Miguel Sanches Neto
Cidades mortas -
Um Cânone Tropical 10
14.06.2001
O elemento
distintivo da poesia de Alphonsus de Guimaraens (1870-1921) é a
solidão, um conceito que ultrapassa as questões geográficas, devendo
ser entendido na sua acepção metafísica: o homem é por essência um
ser solitário devido à distância intransponível entre seu corpo e
sua alma, cabendo-lhe viver em forma de lenda os seus desígnios mais
íntimos.
Não é acidental
o fato de o poeta ter nascido em Ouro Preto e vivido em Mariana e
outras cidades do interior mineiro, afastando-se do país que se
modernizava. Com este isolamento ele conseguiu dar status medieval
às velhas cidades barrocas, uma espécie de correspondência urbana
para as tendências noturnas de sua lírica mística: “Noites de luar
nas cidades mortas, / casas que lembram Jerusalém” (p.102). Esta
Minas habitada extemporaneamente é uma pátria destacada do Brasil
que se entregava ao materialismo de seu destino social. Neste
universo, a igreja é o elemento geográfico central e a vida da alma
se sobrepõe à do corpo, vivendo a população à sombra dos tempos
idos, das grandezas perdidas e das pessoas desaparecidas, num
profundo estado de prostração religiosa.
Há um clima
sufocante nesta paisagem cheia de montanhas, em que o homem,
sentindo-se desconectado de paisagens extensas, barradas pelas
cadeias rochosas, vive uma ligação mais intensa com o infinito.

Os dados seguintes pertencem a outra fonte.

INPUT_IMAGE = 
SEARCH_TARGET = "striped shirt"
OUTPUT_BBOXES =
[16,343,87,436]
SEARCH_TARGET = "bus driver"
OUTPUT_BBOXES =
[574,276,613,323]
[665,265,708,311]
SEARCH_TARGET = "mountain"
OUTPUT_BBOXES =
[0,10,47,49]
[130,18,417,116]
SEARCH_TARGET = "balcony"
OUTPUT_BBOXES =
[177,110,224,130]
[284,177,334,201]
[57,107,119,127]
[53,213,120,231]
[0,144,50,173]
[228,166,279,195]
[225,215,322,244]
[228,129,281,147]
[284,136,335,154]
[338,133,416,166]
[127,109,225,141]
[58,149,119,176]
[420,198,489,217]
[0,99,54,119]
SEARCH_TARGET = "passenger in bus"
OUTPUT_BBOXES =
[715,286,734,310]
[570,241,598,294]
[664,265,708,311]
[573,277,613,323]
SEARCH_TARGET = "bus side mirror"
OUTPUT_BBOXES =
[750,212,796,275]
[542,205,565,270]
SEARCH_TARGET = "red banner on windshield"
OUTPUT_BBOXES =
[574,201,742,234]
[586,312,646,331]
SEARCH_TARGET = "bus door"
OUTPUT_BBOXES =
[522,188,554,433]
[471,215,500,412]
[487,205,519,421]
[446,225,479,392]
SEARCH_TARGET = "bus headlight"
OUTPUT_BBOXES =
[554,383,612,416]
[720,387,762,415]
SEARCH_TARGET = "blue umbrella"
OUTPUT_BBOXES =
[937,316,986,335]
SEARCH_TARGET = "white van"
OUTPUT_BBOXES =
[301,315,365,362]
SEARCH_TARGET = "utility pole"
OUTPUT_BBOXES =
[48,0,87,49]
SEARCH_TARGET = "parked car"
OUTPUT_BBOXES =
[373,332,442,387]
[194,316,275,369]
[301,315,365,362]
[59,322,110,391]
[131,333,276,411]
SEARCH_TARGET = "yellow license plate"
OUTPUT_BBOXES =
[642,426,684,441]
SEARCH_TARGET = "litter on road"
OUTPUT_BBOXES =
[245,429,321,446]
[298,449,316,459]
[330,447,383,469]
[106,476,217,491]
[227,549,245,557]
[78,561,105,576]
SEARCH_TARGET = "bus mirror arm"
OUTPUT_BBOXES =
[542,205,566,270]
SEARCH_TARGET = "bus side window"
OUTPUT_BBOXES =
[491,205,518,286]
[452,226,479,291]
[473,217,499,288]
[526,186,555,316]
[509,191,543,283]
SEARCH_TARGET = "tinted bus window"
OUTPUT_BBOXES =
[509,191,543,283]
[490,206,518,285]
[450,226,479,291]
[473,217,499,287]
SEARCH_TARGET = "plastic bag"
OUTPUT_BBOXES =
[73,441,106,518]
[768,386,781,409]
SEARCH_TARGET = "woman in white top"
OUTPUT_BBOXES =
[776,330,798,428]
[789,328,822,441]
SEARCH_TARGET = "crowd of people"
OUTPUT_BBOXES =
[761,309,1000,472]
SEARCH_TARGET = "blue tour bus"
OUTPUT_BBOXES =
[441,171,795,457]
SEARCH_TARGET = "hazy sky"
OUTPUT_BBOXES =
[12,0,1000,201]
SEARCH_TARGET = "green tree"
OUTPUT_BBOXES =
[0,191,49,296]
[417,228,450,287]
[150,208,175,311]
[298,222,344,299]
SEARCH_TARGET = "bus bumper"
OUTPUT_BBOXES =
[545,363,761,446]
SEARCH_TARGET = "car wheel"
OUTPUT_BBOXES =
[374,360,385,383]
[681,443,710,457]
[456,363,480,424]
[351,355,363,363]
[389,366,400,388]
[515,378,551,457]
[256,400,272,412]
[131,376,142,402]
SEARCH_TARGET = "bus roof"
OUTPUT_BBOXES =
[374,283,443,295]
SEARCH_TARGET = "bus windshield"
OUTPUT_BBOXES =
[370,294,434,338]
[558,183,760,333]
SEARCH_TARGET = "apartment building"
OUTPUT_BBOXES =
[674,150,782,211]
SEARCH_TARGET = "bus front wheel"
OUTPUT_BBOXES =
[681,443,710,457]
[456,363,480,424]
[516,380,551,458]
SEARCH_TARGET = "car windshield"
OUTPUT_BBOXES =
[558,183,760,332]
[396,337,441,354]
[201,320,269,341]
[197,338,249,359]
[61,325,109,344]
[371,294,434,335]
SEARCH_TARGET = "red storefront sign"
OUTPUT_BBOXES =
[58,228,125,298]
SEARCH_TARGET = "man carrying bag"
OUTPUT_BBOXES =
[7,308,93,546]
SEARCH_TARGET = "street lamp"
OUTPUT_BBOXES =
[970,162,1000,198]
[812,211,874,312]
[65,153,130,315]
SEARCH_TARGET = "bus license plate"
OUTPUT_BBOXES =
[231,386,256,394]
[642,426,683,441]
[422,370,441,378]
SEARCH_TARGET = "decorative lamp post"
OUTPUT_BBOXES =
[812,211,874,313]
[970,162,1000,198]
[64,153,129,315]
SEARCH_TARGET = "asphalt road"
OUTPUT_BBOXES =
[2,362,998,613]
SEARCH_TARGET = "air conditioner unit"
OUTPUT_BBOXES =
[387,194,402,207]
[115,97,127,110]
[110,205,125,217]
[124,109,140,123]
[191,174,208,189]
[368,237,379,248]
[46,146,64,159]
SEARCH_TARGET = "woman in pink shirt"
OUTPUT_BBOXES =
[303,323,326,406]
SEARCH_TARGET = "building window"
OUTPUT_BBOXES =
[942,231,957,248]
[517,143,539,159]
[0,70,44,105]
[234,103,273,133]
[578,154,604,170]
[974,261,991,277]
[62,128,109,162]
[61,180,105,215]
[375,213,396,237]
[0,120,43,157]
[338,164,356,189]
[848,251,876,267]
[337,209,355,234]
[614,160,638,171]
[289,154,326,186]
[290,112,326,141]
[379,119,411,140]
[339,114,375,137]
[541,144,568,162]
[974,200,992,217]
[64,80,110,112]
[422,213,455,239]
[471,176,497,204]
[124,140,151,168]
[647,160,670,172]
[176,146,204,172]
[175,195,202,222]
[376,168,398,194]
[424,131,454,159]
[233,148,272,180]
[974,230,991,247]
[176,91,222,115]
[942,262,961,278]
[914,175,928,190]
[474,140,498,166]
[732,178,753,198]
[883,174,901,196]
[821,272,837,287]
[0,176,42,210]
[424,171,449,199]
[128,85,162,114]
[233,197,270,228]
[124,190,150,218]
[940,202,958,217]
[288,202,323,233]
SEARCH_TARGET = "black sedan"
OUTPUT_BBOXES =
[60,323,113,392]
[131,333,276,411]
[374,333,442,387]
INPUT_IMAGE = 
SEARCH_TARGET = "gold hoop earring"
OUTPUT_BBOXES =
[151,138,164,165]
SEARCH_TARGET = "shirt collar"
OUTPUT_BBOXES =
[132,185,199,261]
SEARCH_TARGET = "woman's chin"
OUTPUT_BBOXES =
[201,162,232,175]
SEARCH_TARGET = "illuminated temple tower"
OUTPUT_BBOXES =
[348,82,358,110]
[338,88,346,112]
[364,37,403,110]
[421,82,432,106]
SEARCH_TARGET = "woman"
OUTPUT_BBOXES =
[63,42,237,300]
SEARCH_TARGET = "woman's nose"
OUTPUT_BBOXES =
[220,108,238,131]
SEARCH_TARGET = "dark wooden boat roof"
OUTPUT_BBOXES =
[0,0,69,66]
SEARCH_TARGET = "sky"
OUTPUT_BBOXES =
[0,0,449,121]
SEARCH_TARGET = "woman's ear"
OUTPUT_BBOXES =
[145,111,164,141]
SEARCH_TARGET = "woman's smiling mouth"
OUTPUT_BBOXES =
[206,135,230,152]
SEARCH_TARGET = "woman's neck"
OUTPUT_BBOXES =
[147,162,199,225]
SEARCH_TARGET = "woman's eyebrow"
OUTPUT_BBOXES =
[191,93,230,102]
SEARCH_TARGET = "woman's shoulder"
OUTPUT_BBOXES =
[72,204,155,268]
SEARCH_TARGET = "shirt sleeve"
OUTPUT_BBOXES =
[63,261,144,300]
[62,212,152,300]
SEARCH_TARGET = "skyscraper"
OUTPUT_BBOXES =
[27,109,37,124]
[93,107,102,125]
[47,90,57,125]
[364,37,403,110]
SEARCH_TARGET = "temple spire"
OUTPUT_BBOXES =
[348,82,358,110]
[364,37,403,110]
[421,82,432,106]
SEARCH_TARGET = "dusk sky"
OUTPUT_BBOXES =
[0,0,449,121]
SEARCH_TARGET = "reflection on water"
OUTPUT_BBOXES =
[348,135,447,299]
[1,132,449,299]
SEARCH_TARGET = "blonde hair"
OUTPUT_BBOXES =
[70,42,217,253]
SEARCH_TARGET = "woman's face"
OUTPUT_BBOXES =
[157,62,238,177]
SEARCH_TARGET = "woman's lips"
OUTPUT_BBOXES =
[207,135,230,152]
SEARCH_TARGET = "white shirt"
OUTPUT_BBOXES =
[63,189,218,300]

De
uma certa forma, esta geografia reproduz o traçado arquitetônico das
igrejas góticas, projetando os olhares humanos no abismo celeste,
numa comunicação mais radical com os mistérios do universo. Esta
tendência para o imaterial é aguçada pela própria gramática do
barroco que, em cada casa, em cada igreja, expõe a morte como
símbolo diário e doméstico. A visão das cidades mortas, maiores do
que as que estão vivas, leva a um diálogo místico que é quase
inevitável para quem se identifica com aqueles lugares de nosso país
e de nossa história.
O misticismo,
portanto, não é apenas um dado pessoal do poeta, mas uma construção
coletiva. O poeta se confunde com as igrejas do lugar, vivendo uma
disposição para o elevado, confessada em poema de Pastoral aos
crentes do amor e da morte: “Minh’alma é a torre de uma igreja / que
tem um sino sempre a dobrar”. O sino e seus badalos, presenças tão
fortes nestas cidades mineiras, levam a alma a um transe religioso,
abolindo com seus sons a vida imediata.
Sendo um
mecanismo cronológico, ele marca um tempo místico, cíclico, que se
repete infinitamente. Alphonsus de Guimaraens explora este tema em
“A catedral”, um de seus mais belos poemas, onde a mudança da
paisagem vai sendo acompanhada pelas ressonâncias do sino, que se
intensificam com o passar das horas, embora o refrão continue o
mesmo. O poema é composto em quatro tempos: manhã, meio-dia, tarde e
noite. Primeiro o sino canta, depois clama, chora e por fim geme a
sua mensagem monótona, mas esta mudança se dá no receptor, comovido
com a chegada da noite:E o sino geme em lúgubres responsos:
“Pobre
Alphonsus! Pobre Alphonsus!” Há aqui um estribilho tão significativo
quanto o do famoso poema “O corvo”, de Edgar Allan Poe, em que este
animal responde às inquietações do poeta com a invariável frase
“Nunca mais”, liquidando as ilusões humanas. Ao repetir o seu “Pobre
Alphonsus!”, o sino está dizendo a mesma coisa, dirigindo-se a um
interlocutor definido. É o declínio da condição humana visto na
unidade de um dia. Alphonsus de Guimaraens se incorpora à paisagem
destas cidades barrocas, desatualizadas em relação ao resto do
Brasil, e vive nelas como exilado em sertões metafísicos, descuidoso
da história contemporânea. O poeta vislumbra assim uma
correspondência para a sua opção, pois urbe e eu vêem-se em profundo
estado de solidão. Sentindo-se velho (“Nunca tive mocidade. / Nasci
mais velho do que a lua”, p.98), ele se concebe habitado por uma
população morta, tal como a cidade se lhe afigura um campo santo:
“toda a triste cidade / é um cemitério” (p.92). Biograficamente, o
outro episódio importante para entender sua poesia é a perda da
amada Constança, filha de Bernardo Guimarães. Alphonsus nunca se
conforma com a morte da jovem, que o separa, a ele que tinha a
propensão para a mitificação, definitivamente do tempo atual. A
partir deste episódio, tão traumático, o poeta se volta para o
passado, que é o tempo de uma felicidade agora impossível. Sua vida
transcorrerá sob o signo da morte e seus poemas serão um “evangelho
do aqui-jaz”. A amada está na própria santa do altar, tão pálidas as
faces das duas.
E é no centro
do altar poético erguido por Alphonsus que esta mulher se encontra.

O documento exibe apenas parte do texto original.